The above configuration can provide a polarization maintaining fiber preform which makes it possible to easily obtain, by drawing the polarization maintaining fiber preform, a polarization maintaining fiber whose cross section is flattened.

The polarization maintaining fiber preform in accordance with one or more embodiments of the present invention is configured such that: a melt viscosity η1(z) of the core, a melt viscosity η2(z) of the inner cladding, a melt viscosity η3(z) of the stress applying parts, and a melt viscosity η4(z) of the outer cladding, at each cross section, have the following magnitude relations: η3(z)<η2(z)<η4(z), and η3(z)<η1(z)<η4(z).

The above configuration can provide a polarization maintaining fiber preform which makes it possible to more easily obtain, by drawing the polarization maintaining fiber preform, a polarization maintaining fiber whose cross section is flattened.

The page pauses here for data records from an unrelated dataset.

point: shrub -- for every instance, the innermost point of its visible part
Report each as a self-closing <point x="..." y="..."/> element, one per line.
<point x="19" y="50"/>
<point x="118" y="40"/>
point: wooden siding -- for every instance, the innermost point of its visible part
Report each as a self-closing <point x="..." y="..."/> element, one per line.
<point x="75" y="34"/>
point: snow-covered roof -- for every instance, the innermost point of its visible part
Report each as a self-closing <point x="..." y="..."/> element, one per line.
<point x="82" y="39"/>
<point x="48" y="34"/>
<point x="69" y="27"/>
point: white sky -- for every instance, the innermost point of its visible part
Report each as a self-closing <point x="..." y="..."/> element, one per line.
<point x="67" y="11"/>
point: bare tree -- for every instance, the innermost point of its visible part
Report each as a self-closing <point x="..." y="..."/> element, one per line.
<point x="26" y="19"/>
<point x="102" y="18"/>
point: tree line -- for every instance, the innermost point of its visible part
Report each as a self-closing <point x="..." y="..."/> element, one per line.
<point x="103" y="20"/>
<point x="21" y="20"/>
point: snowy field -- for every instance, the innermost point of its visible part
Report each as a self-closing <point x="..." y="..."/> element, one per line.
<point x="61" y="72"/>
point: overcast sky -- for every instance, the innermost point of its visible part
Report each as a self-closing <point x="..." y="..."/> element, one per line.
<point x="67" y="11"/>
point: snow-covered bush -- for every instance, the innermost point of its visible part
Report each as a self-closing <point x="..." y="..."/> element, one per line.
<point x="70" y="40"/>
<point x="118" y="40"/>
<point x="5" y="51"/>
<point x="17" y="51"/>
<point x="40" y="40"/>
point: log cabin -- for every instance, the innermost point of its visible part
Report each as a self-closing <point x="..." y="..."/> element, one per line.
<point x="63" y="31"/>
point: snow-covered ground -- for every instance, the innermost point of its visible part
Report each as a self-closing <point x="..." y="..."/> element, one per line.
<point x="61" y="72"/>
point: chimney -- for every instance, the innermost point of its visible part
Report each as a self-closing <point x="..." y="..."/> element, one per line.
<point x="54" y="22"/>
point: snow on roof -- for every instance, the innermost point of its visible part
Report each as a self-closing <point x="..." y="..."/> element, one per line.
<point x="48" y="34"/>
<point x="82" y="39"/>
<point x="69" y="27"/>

A method, in accordance with one or more embodiments of the present invention, for manufacturing a polarization maintaining fiber is configured to include the step of: drawing a preform including a core, an inner cladding enclosing the core, stress applying parts provided on both sides of the inner cladding and sandwiching the inner cladding therebetween, and an outer cladding enclosing the inner cladding and the two stress applying parts, in the preform, each of the two stress applying parts causing the inner cladding to be depressed inward upon each of the two stress applying parts such that each of the two stress applying parts is received in a depression of the inner cladding, and in the polarization maintaining fiber, the inner cladding causing each of the two stress applying parts to be depressed inward upon the inner cladding such that the inner cladding is received in a depression of each of the two stress applying parts, and the core having a cross section flattened such that a long-axis of the core corresponds to a direction in which the two stress applying parts are aligned.

The above configuration makes it possible to easily manufacture a polarization maintaining fiber whose cross section is flattened.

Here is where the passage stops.